Publication bias may be present as funnel plots for mycological cure and adverse events of treatment vs. placebo are not symmetrical (Figure S7; see Supporting information). Multiple treatments are plotted which may account for this. It appears that there may be bias for continuous terbinafine for mycological cure and for fluconazole for adverse events. Adjusted funnel plots of the NMA for mycological cure and adverse events show fairly good symmetry and provide confidence that publication bias is not distorting results.

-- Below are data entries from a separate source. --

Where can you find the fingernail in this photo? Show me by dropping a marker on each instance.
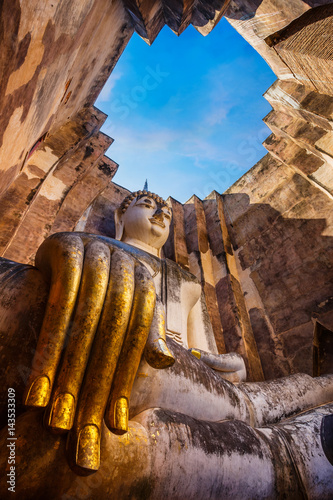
(195, 353)
(121, 416)
(39, 392)
(62, 412)
(88, 448)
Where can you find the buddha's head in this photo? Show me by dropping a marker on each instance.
(143, 220)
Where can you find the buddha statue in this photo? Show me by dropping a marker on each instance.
(111, 348)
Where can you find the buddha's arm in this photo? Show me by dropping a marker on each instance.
(98, 318)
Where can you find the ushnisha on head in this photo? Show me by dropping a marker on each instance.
(143, 220)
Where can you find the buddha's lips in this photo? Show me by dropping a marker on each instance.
(155, 221)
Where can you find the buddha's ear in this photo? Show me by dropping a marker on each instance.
(119, 223)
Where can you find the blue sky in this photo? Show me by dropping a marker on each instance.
(187, 112)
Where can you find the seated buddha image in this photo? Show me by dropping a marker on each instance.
(110, 347)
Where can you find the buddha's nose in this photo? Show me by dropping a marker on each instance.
(159, 215)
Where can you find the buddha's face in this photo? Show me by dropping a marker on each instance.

We were unable to construct a meaningful network for complete cure, treatment success and QoL. Very few studies report complete cure and treatment success (≤ 10% nail involvement plus mycological cure). The utility of complete cure as a clinical outcome has been discussed in the literature[53] and led to this review's inclusion of treatment success as an outcome of interest. Due to the nature of the disease and possible nail trauma, it is not always possible for onychomycosis treatment to produce a 100% clear nail. Treatment success has been reported in more recent trials[32–34] and may be a clinical outcome that future studies consider including. QoL in patients with onychomycosis is emerging in the literature through post-marketing studies[8,54,55] and has yet to be addressed in depth in RCTs of treatments; the focus on efficacy and safety for regulatory approval may supersede efforts to assess QoL. It is also worth mentioning that in order to ensure as best we can that fungal organisms have been eradicated, mycological cure is defined as negative microscopy and culture; not all studies use both methods to define cure and thus were not included in our analysis.

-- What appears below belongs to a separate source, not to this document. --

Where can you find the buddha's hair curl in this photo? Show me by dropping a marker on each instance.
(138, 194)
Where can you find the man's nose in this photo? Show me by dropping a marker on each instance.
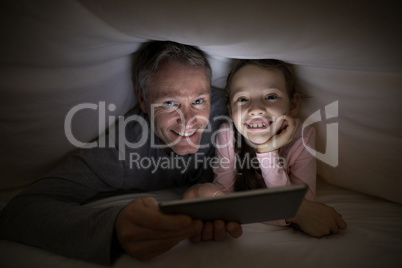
(187, 117)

The number of trials for each comparison in our networks was variable and often low (e.g. 1–2 trials per comparison). Direct comparisons for oral treatments were available; however, head-to-head trials for topical treatments have not been performed. Particularly for adverse events, the quality of trial data was left wanting. A lack of published RCTs for combination therapies and device-based therapies (e.g. laser or photodynamic therapy) prevented us from comparing these treatments with oral and topical monotherapy. Awareness of the importance of high-quality trials to support claims of efficacy for onychomycosis treatment has grown[56] and perhaps in the future, the networks presented here will be expanded upon.

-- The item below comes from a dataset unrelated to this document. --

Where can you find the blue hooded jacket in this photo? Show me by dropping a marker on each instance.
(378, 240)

Nevertheless, evidence suggests that oral and topical treatments for toenail onychomycosis are effective in producing mycological cure. The risk of adverse events is similar across treatments with a caveat for clinicians to consult product inserts for warnings and precautions and choose the treatment that best suits their patients' needs. Efficacy rates for oral and topical treatments in general are lower than desired and there is a need for more effective therapy. As technological advances in topical formulations come to fruition and further investigation into device and combination therapy takes place, an improvement in cure rates and patients' lives may be realized.